Today there are a number of popular and accessible methods for crafting digital ‘avatars,’ ranging from somewhat traditional 3D digital content creation tools, to new real-time approaches, and also ones that take advantage of machine learning and artificial intelligence techniques.
THE CREATION OF METAHUMAN CREATOR
The cloud-based MetaHuman Creator app from Epic Games has quickly become a go-to for building digital humans. That’s partly wrapped up in the explosion of interest in and abilities of real-time tools, in this case, Epic’s Unreal Engine, and partly because of the speed at which users can generate a realistic human with the app. It’s also free.
“We focused on democratizing the creation of high-fidelity digital humans, and the goal was to take a task that only a handful of domain experts in the world can do in months and simplify it so that anyone could create a believable human in minutes,” outlines Chris Evans, Technical Animation Director, Advanced Character Group at Epic Games. “Key to this was the vision of Vladimir Mastilovic and the unique tools and expertise of his company, 3Lateral. We had worked with Vlad for many years and decided to invite him and his team to join the Epic family with this goal in mind.
“It was a real challenge to develop a system that feels simple and intuitive, yet drives a back end that’s rebuilding a very complex rig and has all the details required to use the character in a game or interactive experience,” adds Evans. “It was especially challenging to create a user interface for the generation of believable human skin. Our skin shader is one of the most complex shaders we have made at Epic, and distilling it down to a few intuitive sliders was a challenge. We had to research a lot of techniques involving machine learning and pragmatic uses of principal component analysis (PCA) and frequency separation to get us there, but we’re happy with the results.”

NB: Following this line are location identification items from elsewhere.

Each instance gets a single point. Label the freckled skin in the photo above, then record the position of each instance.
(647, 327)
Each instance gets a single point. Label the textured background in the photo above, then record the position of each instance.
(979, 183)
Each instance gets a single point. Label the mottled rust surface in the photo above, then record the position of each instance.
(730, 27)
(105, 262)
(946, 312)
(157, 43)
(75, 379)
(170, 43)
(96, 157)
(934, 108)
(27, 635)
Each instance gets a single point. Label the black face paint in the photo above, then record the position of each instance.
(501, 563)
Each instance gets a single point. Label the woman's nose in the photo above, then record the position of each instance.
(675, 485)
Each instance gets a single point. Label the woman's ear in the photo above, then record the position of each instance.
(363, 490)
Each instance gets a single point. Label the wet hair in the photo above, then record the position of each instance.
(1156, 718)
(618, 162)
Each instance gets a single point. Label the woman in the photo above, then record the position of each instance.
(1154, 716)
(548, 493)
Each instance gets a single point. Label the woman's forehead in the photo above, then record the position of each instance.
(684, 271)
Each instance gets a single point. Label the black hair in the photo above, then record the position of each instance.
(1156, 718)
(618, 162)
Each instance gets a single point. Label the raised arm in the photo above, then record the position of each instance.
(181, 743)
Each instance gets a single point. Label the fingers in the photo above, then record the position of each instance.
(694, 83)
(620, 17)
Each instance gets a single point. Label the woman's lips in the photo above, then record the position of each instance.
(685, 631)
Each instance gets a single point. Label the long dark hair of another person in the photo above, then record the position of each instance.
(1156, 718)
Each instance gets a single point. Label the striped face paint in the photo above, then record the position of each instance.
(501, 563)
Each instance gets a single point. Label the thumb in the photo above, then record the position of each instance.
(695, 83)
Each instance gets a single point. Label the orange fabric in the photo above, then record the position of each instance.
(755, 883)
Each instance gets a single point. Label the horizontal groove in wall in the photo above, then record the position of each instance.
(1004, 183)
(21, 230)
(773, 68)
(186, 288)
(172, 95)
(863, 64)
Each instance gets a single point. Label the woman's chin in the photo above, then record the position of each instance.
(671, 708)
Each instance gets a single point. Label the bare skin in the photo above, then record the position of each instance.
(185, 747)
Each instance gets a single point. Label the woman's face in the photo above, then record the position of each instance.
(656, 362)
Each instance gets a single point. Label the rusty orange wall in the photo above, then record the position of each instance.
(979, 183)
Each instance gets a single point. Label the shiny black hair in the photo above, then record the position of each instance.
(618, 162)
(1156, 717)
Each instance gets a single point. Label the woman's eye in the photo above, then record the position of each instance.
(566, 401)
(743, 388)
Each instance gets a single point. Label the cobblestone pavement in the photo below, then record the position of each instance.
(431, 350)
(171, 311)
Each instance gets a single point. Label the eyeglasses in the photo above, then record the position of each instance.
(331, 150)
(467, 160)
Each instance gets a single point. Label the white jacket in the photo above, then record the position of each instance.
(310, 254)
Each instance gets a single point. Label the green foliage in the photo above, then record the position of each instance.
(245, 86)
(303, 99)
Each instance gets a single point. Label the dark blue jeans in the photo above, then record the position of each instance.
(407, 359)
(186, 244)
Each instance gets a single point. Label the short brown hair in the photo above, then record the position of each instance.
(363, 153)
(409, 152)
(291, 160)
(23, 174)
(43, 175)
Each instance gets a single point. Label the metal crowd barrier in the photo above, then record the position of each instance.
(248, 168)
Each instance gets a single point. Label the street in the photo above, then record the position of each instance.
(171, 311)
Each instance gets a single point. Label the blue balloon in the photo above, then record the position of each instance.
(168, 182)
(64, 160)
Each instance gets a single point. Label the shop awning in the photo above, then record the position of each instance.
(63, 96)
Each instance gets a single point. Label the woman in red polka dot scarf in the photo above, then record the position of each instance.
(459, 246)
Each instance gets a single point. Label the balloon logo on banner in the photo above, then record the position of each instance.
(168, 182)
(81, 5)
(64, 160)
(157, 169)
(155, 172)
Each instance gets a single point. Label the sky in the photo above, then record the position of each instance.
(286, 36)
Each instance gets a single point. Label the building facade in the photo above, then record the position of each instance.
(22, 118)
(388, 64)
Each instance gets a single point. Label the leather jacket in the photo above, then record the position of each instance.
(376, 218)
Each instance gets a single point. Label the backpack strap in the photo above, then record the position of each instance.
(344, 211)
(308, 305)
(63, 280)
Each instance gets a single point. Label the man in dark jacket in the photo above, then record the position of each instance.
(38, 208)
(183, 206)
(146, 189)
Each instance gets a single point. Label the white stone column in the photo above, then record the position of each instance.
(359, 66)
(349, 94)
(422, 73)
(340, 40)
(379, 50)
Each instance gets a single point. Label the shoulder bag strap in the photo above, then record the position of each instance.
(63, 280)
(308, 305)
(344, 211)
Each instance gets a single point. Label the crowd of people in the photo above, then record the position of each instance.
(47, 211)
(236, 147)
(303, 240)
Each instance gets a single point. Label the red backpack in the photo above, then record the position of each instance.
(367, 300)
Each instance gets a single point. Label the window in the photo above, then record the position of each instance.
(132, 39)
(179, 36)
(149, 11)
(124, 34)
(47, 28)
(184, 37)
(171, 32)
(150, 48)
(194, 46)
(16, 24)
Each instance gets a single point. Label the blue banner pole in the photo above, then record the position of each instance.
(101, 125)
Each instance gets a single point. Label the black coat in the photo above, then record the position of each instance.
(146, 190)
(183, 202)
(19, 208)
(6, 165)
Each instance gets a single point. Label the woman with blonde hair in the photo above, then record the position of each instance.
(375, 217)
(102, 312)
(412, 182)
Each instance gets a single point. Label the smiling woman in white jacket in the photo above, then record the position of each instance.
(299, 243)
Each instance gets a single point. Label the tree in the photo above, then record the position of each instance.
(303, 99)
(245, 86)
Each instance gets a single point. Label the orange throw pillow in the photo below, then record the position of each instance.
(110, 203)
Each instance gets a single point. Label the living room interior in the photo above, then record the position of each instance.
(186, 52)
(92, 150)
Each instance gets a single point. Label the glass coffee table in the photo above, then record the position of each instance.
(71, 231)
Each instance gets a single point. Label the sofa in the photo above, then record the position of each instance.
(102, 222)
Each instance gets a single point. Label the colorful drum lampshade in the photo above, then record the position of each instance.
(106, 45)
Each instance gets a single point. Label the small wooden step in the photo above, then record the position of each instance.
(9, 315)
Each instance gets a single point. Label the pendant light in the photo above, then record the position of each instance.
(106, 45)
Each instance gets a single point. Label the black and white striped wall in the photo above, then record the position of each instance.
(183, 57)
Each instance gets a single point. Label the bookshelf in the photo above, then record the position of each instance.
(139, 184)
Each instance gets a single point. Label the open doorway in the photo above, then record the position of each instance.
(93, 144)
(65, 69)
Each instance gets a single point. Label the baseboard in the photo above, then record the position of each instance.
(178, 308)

“We focused on democratizing the creation of high-fidelity digital humans, and the goal was to take a task that only a handful of domain experts in the world can do in months and simplify it so that anyone could create a believable human in minutes.”

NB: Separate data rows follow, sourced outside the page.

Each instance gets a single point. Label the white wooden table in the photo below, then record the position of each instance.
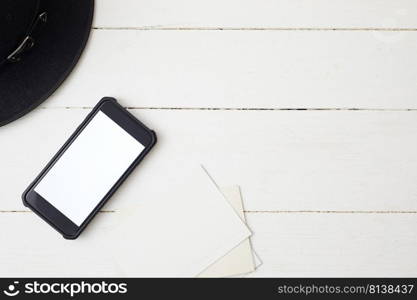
(309, 105)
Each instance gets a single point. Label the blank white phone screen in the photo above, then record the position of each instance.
(89, 168)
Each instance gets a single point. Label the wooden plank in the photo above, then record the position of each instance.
(380, 245)
(283, 160)
(335, 245)
(246, 69)
(257, 13)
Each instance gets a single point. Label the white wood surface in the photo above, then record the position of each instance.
(289, 245)
(257, 13)
(283, 160)
(329, 191)
(246, 69)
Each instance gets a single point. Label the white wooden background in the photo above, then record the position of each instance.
(309, 105)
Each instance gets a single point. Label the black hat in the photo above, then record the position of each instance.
(40, 43)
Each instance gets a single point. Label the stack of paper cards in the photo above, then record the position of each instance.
(185, 231)
(240, 260)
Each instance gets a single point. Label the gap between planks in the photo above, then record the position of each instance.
(149, 28)
(281, 211)
(245, 109)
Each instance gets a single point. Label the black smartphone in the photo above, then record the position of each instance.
(89, 168)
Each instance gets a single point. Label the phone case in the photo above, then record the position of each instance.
(115, 187)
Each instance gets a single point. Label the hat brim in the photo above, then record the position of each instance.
(26, 84)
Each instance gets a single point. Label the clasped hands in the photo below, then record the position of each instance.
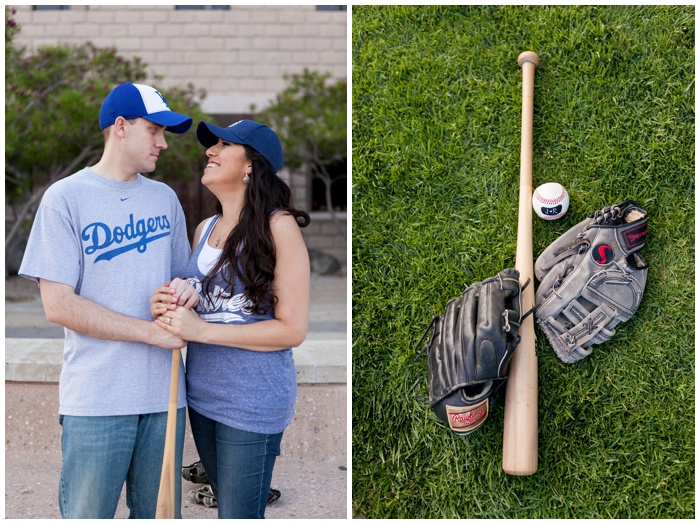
(172, 306)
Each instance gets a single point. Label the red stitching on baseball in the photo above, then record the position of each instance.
(550, 201)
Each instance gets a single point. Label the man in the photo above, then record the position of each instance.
(103, 239)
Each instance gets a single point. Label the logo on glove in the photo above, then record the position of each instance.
(603, 254)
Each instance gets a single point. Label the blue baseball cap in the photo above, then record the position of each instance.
(140, 101)
(245, 132)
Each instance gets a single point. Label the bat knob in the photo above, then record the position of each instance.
(528, 56)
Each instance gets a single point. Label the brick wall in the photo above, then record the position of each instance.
(239, 56)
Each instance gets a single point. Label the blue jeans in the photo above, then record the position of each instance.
(101, 453)
(239, 465)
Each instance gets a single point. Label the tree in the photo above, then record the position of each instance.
(52, 102)
(310, 116)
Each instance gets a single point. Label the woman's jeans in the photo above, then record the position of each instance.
(238, 463)
(100, 453)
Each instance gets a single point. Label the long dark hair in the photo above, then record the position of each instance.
(249, 250)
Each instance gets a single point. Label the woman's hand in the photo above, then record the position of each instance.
(179, 292)
(182, 322)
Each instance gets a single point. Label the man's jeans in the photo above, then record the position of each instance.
(238, 464)
(100, 453)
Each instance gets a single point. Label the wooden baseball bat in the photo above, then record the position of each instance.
(165, 508)
(520, 419)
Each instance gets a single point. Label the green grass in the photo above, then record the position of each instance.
(435, 168)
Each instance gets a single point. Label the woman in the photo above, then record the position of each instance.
(250, 268)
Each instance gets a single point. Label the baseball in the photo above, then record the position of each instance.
(550, 201)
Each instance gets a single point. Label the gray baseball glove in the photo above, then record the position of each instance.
(470, 348)
(591, 279)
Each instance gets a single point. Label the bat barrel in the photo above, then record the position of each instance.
(520, 421)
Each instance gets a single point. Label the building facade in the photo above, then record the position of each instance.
(239, 54)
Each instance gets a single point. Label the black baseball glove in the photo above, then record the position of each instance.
(470, 348)
(591, 279)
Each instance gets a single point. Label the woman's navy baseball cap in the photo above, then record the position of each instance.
(140, 101)
(245, 132)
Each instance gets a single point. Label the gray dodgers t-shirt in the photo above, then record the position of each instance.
(115, 242)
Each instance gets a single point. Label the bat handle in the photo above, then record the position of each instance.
(165, 507)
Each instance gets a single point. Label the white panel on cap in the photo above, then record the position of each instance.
(152, 99)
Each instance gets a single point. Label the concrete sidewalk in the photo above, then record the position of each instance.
(311, 472)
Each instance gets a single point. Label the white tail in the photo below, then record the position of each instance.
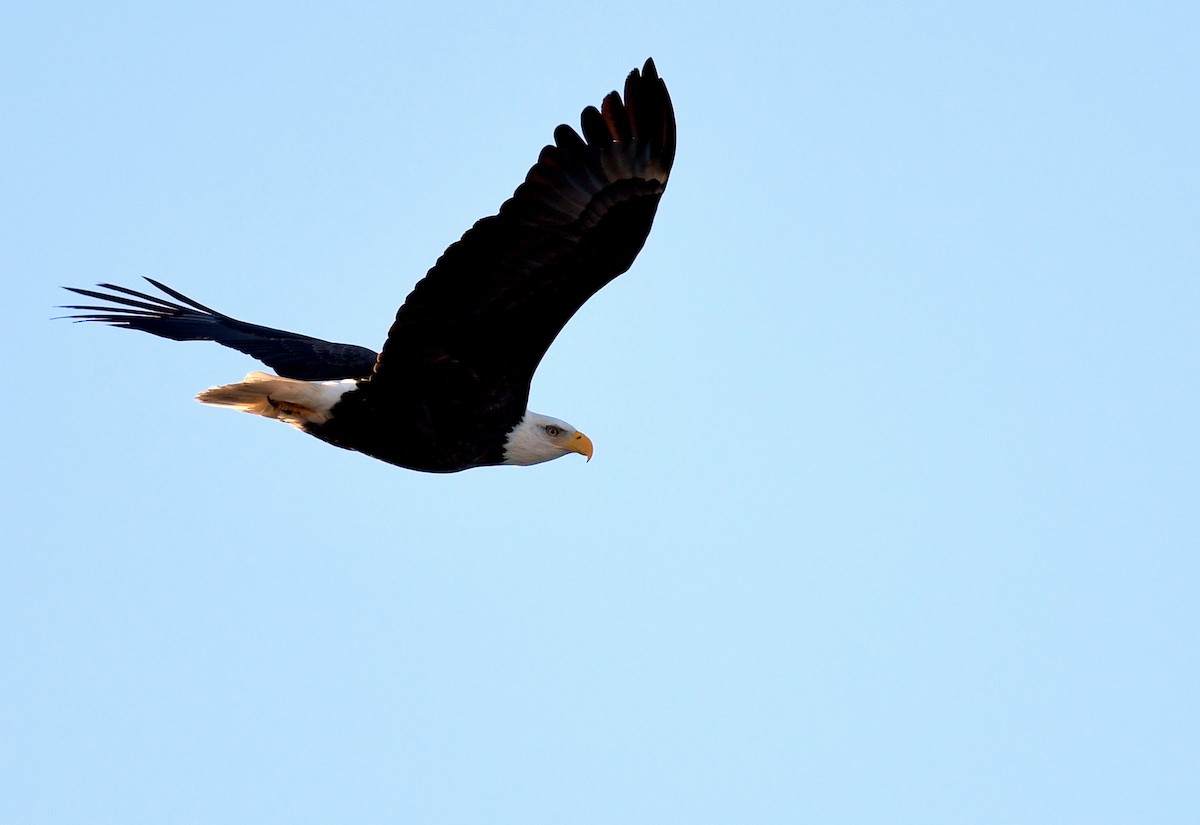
(288, 399)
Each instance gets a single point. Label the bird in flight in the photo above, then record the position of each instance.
(450, 386)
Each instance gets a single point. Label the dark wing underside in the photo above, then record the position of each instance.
(288, 354)
(495, 301)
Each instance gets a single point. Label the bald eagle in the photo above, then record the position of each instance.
(449, 390)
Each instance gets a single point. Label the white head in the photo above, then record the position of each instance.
(539, 438)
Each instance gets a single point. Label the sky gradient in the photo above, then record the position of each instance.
(893, 516)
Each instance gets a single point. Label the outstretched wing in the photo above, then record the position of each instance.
(495, 301)
(288, 354)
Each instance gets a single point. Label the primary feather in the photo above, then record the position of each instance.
(450, 386)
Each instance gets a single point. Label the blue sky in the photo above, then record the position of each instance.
(893, 515)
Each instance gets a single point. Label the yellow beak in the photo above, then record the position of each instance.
(581, 444)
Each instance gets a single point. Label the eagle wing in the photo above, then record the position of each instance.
(491, 306)
(289, 354)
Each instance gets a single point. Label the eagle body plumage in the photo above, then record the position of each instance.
(449, 390)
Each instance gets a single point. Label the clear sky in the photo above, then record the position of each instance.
(893, 516)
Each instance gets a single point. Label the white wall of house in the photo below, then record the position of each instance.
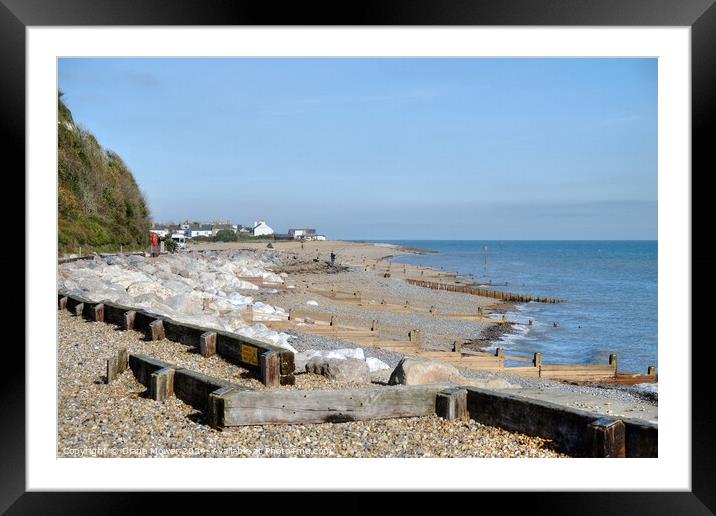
(261, 228)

—Chris Evans, Technical Animation Director, Advanced Character Group, Epic Games
To make MetaHuman as accessible as possible, Evans said Epic initially concentrated on the sculpting tools. However, he relates, “even with very intuitive sculpting tools, you still needed to know facial anatomy and construction to use them successfully. For instance, if someone wanted to create a character of Asian descent, they would need to know enough to pull down the eye cover fold, creating a monolid as seen in some Asian facial morphologies. So we added the ability to blend in specific traits of faces from a pool of existing characters. This allows you to browse existing presets and then toss them into a blendspace, and just use the nose from one, to the eye from another – it’s a lot more user friendly.”
A DIGITAL HUMAN WORKFLOW
Another methodology artists have been adopting to quickly create believable digital humans is via Reallusion’s Character Creator (build) and iClone (animation) pipeline. The software, which also incorporates a number of real-time features, contains base models that are highly morphable and fully rigged.

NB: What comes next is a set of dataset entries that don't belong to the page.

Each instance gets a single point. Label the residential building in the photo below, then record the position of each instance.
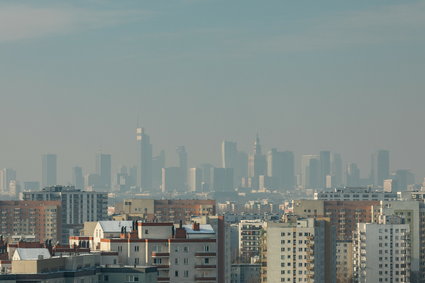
(77, 206)
(40, 219)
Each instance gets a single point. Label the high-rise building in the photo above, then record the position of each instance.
(6, 176)
(299, 250)
(325, 167)
(182, 159)
(77, 206)
(310, 171)
(40, 219)
(195, 180)
(257, 164)
(145, 160)
(337, 170)
(78, 178)
(49, 177)
(380, 167)
(158, 163)
(382, 253)
(352, 175)
(172, 180)
(222, 179)
(404, 178)
(103, 170)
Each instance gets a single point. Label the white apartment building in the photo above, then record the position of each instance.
(382, 253)
(249, 239)
(355, 194)
(184, 253)
(300, 250)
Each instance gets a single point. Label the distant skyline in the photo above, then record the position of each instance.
(307, 76)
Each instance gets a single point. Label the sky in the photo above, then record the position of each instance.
(77, 77)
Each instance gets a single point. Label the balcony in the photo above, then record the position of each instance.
(155, 254)
(205, 279)
(205, 254)
(205, 266)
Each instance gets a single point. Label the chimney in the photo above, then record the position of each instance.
(195, 226)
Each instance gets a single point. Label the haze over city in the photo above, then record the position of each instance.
(77, 78)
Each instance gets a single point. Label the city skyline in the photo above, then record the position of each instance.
(324, 76)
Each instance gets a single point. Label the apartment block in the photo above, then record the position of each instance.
(40, 220)
(300, 250)
(77, 206)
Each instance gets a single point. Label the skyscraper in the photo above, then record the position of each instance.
(78, 178)
(380, 167)
(325, 167)
(103, 169)
(229, 154)
(145, 160)
(257, 164)
(49, 169)
(182, 159)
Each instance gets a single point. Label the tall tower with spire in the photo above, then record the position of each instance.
(145, 160)
(257, 163)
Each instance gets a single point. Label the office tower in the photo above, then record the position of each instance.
(206, 169)
(222, 179)
(325, 167)
(229, 154)
(380, 167)
(103, 170)
(310, 171)
(6, 176)
(38, 219)
(78, 178)
(31, 186)
(132, 176)
(182, 159)
(288, 170)
(337, 170)
(404, 178)
(275, 168)
(145, 160)
(300, 250)
(257, 164)
(172, 180)
(353, 175)
(77, 207)
(49, 168)
(382, 253)
(158, 162)
(195, 180)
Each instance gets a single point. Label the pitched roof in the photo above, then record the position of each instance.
(115, 226)
(31, 253)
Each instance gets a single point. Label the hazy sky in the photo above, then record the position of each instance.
(75, 76)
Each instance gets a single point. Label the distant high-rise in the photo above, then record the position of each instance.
(49, 169)
(229, 154)
(145, 160)
(380, 167)
(337, 169)
(158, 162)
(182, 159)
(222, 179)
(78, 178)
(353, 175)
(195, 180)
(257, 164)
(310, 171)
(103, 169)
(325, 167)
(6, 176)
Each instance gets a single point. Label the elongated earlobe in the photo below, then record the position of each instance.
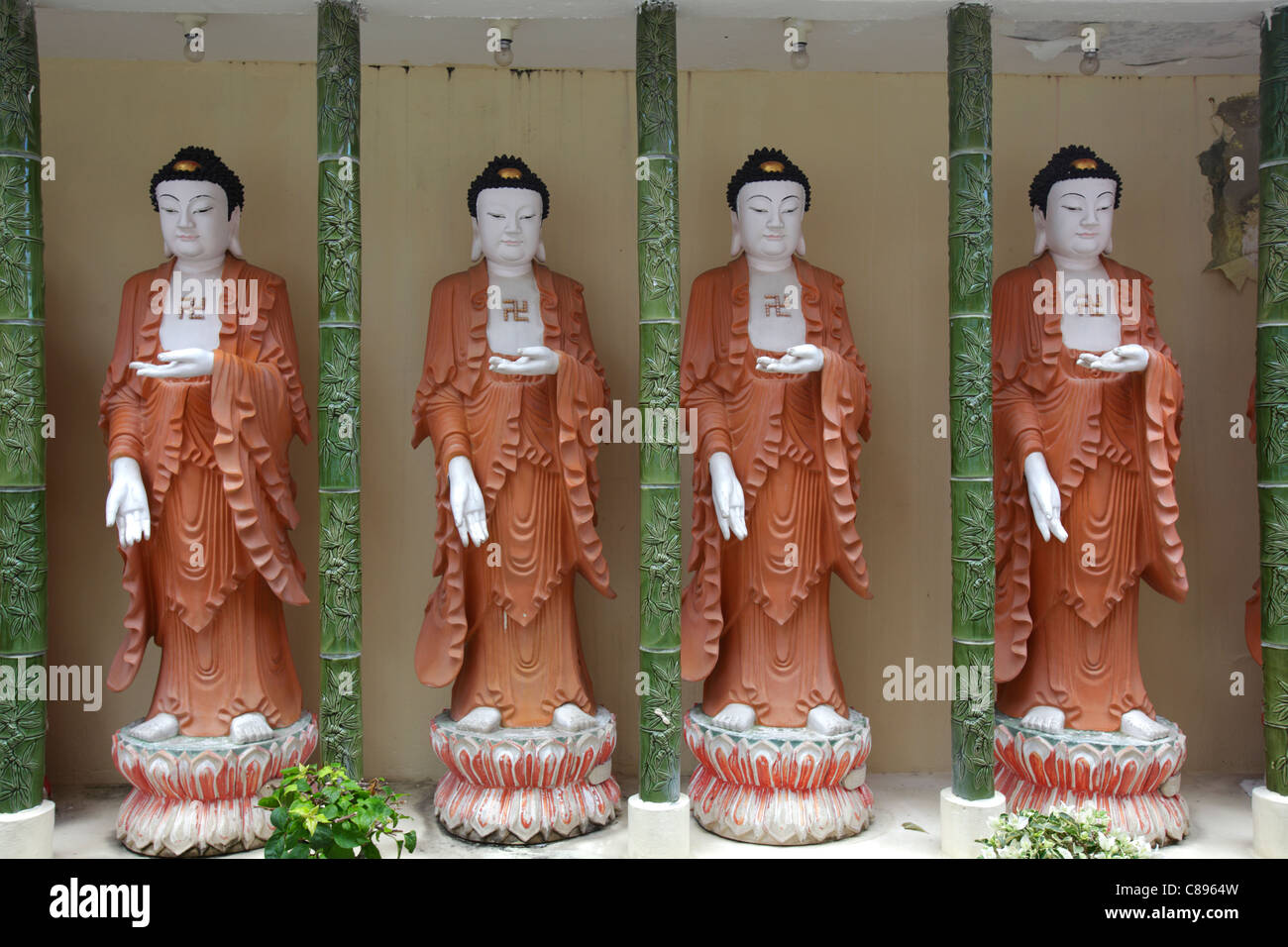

“Digital humans made with Character Creator are able to take on the look of any person or image from the Reallusion Headshot tool feature that allows users to import a photo and generate a head model based on the person in the photo,” advises Reallusion Vice President of Marketing John Martin. “James Gunn’s The Suicide Squad used Character Creator and iClone extensively to develop and animate every hero featured in the film for 16 scenes of previs, for example.”
There are tools for crafting specific facial details, too, such as SkinGen, Hair and Beard apps, with SkinGen enabling aspects such as micro-details for pores, blemishes and wrinkles. Once a character is designed, it can be sent to iClone for animation or exported as FBX or USD to many platforms including NVIDIA’s Omniverse and Unreal Engine. A raft of tools, including real-time ones, that capitalize on new approaches to lipsync, facial puppeteering, motion capture and keyframing can give the digital human movement.
Generating Humans with Human Generator
Crafting digital humans can be a laborious process, so it helps if there’s a way to kick-start the build. That’s the aim of the Human Generator add-on for the open-source 3D software Blender made by Alexander Lashko and Oliver J. Post.
Lashko observes that Human Generator was made based on “the growing need for human character creation. Whether it’s for film, games, architectural visualization, video content creation or simply digital artwork, human characters play a major role in the design process. Likewise with the growing potential of Blender software and its community, we thought having a native tool would help creators with their projects.”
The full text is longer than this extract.